2. Circular Harmonics (The Fourier Basis on the Ring)
In the 2D setting, the group of interest is $SO(2)$ (rotations). The natural steerable basis for functions on the circle $S^1$ is the Circular Harmonics (or Fourier basis):
$$ Y_m(\alpha) = e^{i m \alpha} $$These functions are perfectly steerable. Rotating the domain by an angle $\theta$ corresponds to a simple phase shift in the codomain:
$$ Y_m(\alpha - \theta) = e^{i m (\alpha - \theta)} = e^{-i m \theta} \, Y_m(\alpha) $$Here, the "matrix" $\rho(g)$ is just the complex scalar $e^{-i m \theta}$. This is an Irreducible Representation (Irrep) of $SO(2)$. Ideally, we want to represent any angular function as a weighted sum of these harmonics:
$$ f(\alpha) = \sum_{m} w_m Y_m(\alpha) $$3. Polar Separability in $\mathbb{R}^2$
Images exist on $\mathbb{R}^2$, not just the circle. However, rotations in $\mathbb{R}^2$ only affect the angular coordinate, leaving the radius invariant. We can therefore use Polar Coordinates $(r, \alpha)$ and construct Separable Kernels:
$$ K(r, \alpha) = \phi(r) \cdot \psi(\alpha) $$- Radial Part $\phi(r)$: Only depends on distance from origin. Can be any function (e.g., Gaussian, B-Splines, or a learned MLP). It is invariant to rotations.

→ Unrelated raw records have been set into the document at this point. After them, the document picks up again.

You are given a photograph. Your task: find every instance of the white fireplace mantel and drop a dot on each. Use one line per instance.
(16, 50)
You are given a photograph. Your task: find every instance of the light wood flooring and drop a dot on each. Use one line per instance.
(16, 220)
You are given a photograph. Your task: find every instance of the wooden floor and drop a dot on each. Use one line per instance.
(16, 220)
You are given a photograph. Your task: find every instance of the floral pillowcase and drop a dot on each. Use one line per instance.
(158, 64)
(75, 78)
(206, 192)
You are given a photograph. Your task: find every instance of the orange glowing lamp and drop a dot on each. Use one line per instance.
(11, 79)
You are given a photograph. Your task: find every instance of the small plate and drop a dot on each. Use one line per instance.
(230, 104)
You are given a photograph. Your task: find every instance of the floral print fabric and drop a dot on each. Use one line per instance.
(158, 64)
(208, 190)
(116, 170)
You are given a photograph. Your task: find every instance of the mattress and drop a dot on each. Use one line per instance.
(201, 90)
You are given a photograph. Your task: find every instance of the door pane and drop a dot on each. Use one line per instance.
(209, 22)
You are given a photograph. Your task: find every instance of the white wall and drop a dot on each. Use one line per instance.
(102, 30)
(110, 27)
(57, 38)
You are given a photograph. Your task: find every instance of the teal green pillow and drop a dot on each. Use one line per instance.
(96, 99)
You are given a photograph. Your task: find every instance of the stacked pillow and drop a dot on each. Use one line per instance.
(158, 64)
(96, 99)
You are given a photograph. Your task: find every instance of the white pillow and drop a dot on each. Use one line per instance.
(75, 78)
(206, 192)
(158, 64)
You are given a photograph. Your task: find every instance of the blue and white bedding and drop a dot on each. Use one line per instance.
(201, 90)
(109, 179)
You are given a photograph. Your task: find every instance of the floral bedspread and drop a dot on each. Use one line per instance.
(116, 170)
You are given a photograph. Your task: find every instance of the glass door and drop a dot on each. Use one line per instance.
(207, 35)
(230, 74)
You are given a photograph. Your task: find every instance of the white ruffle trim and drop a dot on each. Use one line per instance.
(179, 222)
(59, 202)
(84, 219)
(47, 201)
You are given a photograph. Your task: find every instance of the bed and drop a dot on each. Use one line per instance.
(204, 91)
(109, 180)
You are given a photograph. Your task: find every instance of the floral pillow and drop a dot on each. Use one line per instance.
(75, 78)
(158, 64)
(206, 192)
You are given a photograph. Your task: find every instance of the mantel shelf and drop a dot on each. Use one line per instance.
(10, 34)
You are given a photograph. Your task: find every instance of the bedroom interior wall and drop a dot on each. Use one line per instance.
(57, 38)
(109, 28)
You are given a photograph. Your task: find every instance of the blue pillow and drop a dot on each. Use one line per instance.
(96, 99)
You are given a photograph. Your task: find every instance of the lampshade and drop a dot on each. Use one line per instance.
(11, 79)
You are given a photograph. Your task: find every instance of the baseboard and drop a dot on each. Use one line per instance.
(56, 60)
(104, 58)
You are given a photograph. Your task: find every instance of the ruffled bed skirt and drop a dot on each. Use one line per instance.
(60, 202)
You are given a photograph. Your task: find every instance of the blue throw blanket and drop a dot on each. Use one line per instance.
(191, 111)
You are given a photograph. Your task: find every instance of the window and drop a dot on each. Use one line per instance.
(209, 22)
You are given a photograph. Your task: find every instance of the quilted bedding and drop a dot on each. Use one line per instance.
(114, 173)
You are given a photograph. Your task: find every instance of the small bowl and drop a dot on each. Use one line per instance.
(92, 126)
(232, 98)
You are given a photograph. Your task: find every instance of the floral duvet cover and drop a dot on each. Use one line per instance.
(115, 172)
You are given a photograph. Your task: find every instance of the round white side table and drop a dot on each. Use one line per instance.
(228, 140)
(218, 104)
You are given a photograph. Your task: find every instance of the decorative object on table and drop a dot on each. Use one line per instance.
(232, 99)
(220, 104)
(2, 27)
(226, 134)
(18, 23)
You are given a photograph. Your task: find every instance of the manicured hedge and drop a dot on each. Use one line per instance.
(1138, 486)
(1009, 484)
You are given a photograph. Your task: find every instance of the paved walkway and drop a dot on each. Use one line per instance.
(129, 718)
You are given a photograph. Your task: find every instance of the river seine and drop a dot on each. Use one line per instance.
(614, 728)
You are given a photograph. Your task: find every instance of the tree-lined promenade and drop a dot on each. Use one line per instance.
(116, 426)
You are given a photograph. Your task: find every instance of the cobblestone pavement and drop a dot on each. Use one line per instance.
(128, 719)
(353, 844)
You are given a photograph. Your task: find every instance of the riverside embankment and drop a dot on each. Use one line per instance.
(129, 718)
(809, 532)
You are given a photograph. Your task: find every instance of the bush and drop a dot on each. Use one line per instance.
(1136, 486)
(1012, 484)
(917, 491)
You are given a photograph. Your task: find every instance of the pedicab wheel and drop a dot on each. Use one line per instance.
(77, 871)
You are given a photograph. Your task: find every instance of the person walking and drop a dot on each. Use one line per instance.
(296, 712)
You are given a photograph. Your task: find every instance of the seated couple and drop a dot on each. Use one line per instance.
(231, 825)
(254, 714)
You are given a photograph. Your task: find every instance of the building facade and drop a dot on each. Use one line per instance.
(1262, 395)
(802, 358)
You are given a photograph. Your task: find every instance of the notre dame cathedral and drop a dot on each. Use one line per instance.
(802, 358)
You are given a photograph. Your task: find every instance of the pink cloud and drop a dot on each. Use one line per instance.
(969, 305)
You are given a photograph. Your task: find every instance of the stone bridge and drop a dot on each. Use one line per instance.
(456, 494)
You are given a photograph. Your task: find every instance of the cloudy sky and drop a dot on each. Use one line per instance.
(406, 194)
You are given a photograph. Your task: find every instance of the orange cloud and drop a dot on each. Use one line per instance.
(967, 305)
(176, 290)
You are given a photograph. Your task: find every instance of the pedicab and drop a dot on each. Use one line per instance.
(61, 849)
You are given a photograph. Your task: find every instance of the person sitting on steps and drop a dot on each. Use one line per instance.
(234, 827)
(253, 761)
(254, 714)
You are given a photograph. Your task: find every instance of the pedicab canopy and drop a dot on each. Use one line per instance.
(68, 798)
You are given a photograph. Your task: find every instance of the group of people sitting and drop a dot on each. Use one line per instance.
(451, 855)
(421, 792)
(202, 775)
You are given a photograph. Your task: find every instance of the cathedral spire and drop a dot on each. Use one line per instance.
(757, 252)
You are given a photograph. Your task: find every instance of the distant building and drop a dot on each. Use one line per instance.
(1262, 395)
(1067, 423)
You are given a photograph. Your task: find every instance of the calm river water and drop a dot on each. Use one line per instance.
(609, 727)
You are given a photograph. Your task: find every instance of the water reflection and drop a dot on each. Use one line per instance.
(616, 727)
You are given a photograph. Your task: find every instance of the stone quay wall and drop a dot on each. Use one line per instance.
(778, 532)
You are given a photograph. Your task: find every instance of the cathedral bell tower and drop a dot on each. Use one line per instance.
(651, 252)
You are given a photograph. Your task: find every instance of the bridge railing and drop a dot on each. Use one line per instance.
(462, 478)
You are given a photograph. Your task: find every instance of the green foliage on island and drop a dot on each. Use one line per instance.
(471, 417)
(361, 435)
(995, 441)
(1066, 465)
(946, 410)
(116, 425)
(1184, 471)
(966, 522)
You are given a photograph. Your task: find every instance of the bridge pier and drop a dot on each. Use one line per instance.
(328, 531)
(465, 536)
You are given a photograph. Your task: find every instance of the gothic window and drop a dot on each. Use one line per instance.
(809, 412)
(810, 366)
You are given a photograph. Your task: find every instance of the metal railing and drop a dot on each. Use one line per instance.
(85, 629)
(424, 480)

- Angular Part $\psi(\alpha)$: Only depends on angle. We expand this in our steerable Circular Harmonic basis.
This allows us to rotate the entire 2D kernel $K(\mathbf{x})$ simply by transforming the angular weights, which is computationally exact and efficient.

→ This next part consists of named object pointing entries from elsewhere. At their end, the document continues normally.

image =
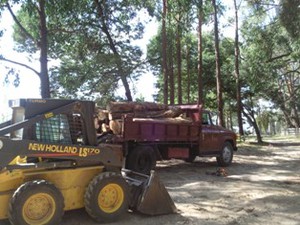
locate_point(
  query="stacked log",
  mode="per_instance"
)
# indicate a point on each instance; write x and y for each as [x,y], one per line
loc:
[141,110]
[147,110]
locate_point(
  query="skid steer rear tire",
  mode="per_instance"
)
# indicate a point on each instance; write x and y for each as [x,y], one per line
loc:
[107,197]
[36,203]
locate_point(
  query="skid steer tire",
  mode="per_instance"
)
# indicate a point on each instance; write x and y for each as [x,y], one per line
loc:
[107,197]
[141,159]
[36,203]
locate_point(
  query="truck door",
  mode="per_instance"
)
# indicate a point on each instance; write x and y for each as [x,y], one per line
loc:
[209,136]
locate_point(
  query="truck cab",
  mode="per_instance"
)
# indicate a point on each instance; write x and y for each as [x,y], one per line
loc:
[187,136]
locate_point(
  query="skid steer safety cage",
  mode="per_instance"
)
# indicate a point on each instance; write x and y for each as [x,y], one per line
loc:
[63,129]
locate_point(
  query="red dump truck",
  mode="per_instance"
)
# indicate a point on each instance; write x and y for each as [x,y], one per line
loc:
[193,133]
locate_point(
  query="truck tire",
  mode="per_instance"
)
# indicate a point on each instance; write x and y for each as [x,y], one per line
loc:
[141,159]
[106,198]
[36,203]
[192,155]
[226,155]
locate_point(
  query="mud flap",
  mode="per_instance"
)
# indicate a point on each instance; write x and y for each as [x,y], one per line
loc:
[149,195]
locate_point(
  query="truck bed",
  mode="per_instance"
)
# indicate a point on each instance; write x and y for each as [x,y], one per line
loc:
[160,129]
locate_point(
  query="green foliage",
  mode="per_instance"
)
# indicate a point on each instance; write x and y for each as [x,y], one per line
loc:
[290,17]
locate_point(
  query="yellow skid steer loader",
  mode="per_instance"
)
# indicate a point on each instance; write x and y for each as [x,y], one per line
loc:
[50,163]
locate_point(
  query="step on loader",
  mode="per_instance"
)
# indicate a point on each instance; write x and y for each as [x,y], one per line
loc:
[50,162]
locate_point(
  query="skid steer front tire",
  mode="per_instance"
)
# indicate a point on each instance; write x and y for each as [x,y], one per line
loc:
[36,203]
[106,198]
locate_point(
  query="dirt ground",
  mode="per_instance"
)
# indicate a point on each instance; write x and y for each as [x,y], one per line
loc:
[262,187]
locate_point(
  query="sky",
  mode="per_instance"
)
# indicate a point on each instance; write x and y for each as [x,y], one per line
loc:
[29,82]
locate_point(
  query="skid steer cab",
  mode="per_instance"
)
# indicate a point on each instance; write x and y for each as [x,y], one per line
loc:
[50,163]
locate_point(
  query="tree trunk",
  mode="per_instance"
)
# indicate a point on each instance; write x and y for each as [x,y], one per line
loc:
[200,82]
[45,90]
[178,53]
[171,80]
[112,46]
[164,52]
[237,73]
[218,67]
[251,119]
[188,71]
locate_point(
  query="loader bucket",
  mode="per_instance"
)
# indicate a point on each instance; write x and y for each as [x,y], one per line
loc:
[149,195]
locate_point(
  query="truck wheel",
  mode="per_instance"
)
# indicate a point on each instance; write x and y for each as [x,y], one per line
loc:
[35,203]
[106,197]
[192,155]
[142,159]
[226,155]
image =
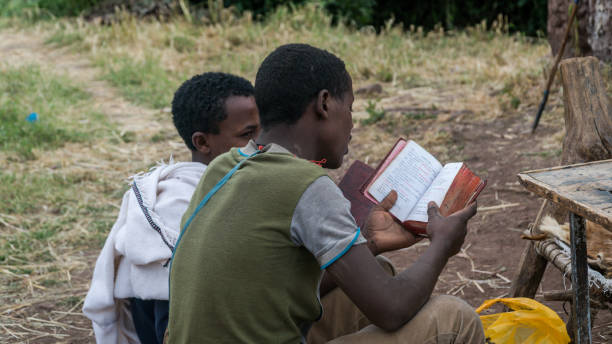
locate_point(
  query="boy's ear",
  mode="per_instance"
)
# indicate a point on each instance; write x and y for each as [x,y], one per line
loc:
[322,103]
[200,142]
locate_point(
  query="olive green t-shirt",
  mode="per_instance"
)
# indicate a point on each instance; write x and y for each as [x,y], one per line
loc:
[249,263]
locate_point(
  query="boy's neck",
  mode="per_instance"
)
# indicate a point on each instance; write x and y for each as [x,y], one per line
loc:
[199,157]
[291,138]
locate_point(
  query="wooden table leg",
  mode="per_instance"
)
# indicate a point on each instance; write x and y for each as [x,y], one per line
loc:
[580,280]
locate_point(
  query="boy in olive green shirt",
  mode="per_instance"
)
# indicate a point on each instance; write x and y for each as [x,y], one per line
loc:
[266,222]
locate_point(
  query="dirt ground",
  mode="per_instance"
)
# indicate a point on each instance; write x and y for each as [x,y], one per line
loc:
[496,148]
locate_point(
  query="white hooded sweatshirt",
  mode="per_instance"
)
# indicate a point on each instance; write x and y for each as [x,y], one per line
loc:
[133,261]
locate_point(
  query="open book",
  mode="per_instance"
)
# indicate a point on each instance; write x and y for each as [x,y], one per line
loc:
[418,178]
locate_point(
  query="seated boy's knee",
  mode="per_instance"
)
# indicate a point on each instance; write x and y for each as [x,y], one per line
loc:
[450,308]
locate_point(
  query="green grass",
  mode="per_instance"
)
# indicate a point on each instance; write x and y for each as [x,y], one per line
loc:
[141,82]
[46,208]
[62,38]
[27,89]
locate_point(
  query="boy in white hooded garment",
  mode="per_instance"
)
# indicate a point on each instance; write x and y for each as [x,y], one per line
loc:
[128,298]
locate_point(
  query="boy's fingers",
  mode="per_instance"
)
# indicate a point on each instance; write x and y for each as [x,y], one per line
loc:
[432,210]
[469,211]
[388,202]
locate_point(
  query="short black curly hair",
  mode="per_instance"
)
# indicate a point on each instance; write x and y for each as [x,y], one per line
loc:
[199,103]
[291,77]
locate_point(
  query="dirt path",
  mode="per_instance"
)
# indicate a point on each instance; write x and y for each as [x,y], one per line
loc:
[19,48]
[33,313]
[496,147]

4. Real-Valued Representations
In practice, we often prefer to work with real numbers rather than complex ones. We can replace the complex basis $e^{i m \alpha}$ with pairs of real functions: $\cos(m\alpha)$ and $\sin(m\alpha)$.
The representation $\rho(\theta)$ then becomes a block-diagonal matrix of $2 \times 2$ rotation matrices:
$$ \rho_m(\theta) = \begin{pmatrix} \cos(m\theta) & -\sin(m\theta) \\ \sin(m\theta) & \cos(m\theta) \end{pmatrix} $$Each frequency $m$ forms an independent 2D subspace that rotates at a speed of $m$ times the input rotation. This block-diagonal structure is key to understanding steerable networks and harmonic networks.